Daya et al 2005: Ocular surface reconstructionPatients with severe corneal damage (i.e. blindness or near-blindness) were transplanted with allogenic (somebody else's) adult stem cells, which resulted in the regeneration of the cornea and near complete restoration of sight. Intriguingly, this did not appear to be due to the engraftment of donor stem cells into the cornea. Donor stem cells were indeed undetectable after a few months (perhaps due to immune rejection), but they somehow managed to initiate the regeneration of the cornea from the patients own cells. This clearly demonstrates that the regenerative potential of the adult body is sometimes greater than what it would like to admit. While I think that a therapy that only stimulates the patient's own cells is not sustainable in the very long run due to accumulating damage in those cells, as above, it can still be a valuable means to escape velocity. However, what I liked most about this study was reading some of the patients' reports in the news. Restoring sight to the blind equals a miracle of biblical dimensions, and the demonstration that we humans can do it, if only we use stem cells, can hugely affect sociopolitical attitudes towards biomedical research.
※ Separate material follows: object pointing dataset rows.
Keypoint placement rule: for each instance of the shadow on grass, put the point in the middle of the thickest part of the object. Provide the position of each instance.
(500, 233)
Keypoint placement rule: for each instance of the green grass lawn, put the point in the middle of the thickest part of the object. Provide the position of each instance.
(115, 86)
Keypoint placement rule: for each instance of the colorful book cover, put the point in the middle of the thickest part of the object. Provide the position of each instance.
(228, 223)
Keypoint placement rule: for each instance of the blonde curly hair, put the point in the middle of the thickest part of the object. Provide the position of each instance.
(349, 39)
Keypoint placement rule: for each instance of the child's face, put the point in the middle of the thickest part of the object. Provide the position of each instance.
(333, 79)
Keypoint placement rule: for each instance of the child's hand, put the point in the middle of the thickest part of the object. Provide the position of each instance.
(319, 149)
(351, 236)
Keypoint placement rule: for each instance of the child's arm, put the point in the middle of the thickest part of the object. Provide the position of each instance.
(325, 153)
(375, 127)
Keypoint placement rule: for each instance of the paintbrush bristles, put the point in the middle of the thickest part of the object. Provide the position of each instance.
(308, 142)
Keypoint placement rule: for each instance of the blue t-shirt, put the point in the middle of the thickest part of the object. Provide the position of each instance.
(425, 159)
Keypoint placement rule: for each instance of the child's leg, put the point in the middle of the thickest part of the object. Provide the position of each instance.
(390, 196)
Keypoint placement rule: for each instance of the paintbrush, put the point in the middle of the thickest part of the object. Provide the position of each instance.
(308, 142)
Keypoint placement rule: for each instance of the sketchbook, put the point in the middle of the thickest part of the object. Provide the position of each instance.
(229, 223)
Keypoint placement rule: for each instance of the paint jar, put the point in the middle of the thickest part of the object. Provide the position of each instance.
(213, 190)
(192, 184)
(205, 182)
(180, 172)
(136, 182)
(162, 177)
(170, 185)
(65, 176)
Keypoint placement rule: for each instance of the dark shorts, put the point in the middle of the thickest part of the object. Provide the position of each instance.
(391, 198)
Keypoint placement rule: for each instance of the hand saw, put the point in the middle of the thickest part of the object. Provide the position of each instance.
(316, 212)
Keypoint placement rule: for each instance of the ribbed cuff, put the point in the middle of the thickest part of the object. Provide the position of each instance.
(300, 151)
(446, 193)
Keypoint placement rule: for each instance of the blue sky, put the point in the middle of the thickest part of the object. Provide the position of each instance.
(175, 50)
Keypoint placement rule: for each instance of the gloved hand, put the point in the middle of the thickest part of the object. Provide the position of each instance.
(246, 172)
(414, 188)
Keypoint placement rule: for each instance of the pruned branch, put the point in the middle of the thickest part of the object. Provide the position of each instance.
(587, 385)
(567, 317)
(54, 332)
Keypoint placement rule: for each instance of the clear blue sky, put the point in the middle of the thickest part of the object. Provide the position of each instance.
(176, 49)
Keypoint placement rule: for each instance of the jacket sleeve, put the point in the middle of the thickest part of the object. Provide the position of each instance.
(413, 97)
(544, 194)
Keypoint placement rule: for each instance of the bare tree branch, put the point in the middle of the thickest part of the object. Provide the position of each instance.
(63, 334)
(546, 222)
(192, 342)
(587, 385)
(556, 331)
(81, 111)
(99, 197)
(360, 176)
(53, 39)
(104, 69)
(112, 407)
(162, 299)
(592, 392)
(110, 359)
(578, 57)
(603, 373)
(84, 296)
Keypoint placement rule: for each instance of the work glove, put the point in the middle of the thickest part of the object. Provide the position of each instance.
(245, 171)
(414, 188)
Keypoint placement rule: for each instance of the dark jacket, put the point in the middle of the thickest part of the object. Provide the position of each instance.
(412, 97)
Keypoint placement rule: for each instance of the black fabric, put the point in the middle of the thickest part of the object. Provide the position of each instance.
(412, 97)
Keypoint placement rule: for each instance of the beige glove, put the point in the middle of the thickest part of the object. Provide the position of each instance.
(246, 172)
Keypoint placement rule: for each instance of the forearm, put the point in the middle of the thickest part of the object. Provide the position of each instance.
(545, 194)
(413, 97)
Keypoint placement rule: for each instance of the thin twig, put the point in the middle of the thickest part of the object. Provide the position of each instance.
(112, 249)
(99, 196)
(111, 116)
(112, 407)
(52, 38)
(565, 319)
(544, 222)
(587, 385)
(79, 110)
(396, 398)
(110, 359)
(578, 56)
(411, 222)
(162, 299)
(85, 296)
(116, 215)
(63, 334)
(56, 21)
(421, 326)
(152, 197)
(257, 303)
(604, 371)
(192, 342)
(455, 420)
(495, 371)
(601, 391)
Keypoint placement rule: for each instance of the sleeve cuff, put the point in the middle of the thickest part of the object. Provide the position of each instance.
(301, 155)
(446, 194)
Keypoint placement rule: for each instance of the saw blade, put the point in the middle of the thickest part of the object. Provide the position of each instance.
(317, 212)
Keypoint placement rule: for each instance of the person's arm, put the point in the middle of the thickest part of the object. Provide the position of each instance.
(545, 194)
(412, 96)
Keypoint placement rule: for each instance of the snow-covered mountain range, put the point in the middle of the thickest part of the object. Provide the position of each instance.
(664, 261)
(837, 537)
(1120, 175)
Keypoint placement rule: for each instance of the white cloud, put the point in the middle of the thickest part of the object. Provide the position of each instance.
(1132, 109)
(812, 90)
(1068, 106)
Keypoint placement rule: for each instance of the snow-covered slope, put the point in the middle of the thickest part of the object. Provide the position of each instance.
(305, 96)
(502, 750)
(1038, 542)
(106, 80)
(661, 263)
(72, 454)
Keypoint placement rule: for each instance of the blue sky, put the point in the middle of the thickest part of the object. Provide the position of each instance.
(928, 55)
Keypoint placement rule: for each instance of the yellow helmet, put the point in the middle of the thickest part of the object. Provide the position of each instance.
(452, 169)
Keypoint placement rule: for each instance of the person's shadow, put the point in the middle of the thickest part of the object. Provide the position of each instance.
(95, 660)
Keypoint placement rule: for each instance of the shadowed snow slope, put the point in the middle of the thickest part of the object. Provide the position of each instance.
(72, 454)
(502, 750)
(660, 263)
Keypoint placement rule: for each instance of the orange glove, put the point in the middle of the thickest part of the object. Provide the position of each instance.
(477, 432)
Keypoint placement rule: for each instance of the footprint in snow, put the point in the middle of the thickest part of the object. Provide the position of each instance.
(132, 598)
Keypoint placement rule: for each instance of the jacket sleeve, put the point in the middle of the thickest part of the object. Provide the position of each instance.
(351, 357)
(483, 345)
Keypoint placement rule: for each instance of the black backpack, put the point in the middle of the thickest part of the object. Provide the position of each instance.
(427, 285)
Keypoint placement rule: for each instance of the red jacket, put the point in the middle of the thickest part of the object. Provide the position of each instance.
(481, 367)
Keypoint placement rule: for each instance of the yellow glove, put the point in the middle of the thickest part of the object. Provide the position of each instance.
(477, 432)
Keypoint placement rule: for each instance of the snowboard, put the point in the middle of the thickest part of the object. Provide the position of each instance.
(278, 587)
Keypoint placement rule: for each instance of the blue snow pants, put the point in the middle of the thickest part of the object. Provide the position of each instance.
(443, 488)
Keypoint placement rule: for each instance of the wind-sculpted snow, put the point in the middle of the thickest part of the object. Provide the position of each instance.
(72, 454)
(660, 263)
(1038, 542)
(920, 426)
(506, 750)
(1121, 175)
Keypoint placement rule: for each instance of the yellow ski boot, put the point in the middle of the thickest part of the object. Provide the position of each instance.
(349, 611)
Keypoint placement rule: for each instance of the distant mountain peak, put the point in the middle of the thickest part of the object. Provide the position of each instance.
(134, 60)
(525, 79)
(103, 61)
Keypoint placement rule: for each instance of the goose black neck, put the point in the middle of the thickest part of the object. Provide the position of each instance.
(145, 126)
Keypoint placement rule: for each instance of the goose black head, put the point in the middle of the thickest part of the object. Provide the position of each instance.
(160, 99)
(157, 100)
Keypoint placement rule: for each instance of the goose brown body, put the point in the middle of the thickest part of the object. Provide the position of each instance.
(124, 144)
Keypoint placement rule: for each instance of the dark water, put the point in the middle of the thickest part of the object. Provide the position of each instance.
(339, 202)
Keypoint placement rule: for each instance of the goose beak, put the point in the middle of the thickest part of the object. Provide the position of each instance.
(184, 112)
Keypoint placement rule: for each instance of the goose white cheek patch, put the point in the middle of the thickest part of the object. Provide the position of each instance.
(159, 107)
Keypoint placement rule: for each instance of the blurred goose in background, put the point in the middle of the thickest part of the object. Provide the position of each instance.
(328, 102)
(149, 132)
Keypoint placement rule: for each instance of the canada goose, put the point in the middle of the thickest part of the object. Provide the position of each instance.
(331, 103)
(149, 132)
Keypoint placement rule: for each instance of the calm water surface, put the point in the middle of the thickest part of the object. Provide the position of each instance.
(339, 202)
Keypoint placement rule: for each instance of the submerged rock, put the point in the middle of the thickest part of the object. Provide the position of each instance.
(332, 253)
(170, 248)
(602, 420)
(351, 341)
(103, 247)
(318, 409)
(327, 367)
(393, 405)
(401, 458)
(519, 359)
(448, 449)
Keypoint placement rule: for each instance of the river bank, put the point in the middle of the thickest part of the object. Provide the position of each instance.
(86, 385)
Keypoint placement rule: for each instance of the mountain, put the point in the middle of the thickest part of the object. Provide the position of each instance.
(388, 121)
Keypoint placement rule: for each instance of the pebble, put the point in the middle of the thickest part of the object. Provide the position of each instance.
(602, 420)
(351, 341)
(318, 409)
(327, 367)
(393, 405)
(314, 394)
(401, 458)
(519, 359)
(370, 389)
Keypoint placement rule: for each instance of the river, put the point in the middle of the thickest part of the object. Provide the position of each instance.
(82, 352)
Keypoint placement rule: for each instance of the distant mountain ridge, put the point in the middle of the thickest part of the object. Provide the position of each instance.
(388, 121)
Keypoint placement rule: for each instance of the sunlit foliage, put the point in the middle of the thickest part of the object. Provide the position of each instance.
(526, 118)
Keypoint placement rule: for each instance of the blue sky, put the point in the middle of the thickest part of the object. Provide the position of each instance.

Trifunovic et al 2004: Defective mitochondrial polymeraseArtificially introducing random mutations in the mitochondrial DNA of mice caused a clear-cut premature aging phenotype. This is basically another point for mitochondrial mutations as a "limiting factor" in aging. Even if the rest of the mouse was genetically fine, the mitochondrial mutations alone were enough to make it appear aged. So it looks like, if we are to fix anything, the mitochondria have to be among it. Good to know.
Schriner et al 2005: Overexpression of mitochondrial catalaseInterestingly, the mitochondrial damage does not merely seem to be sufficient to cause aging in the mouse, as suggested by Trifunovic's et al work, but also within limits necessary. These authors here demonstrate that targeting the H2O2 detoxifying catalase to the mitochondria of mice extended their life-span by as much as 20%. This is a big plus for the free radical theory of aging, which holds that reactive oxygen species like H2O2, and the free radicals that can derive from it cause damage to DNA and other macromolecules, which in turn causes aging. Earlier than this work, the success of antioxidant interventions with small molecules and enzymes was meager, which was thought to be due to improper localization of the most often pharmacologically applied substances. The endogenos expression of catalase with a mitochondrial targeting signal apparently overcame some of these problems.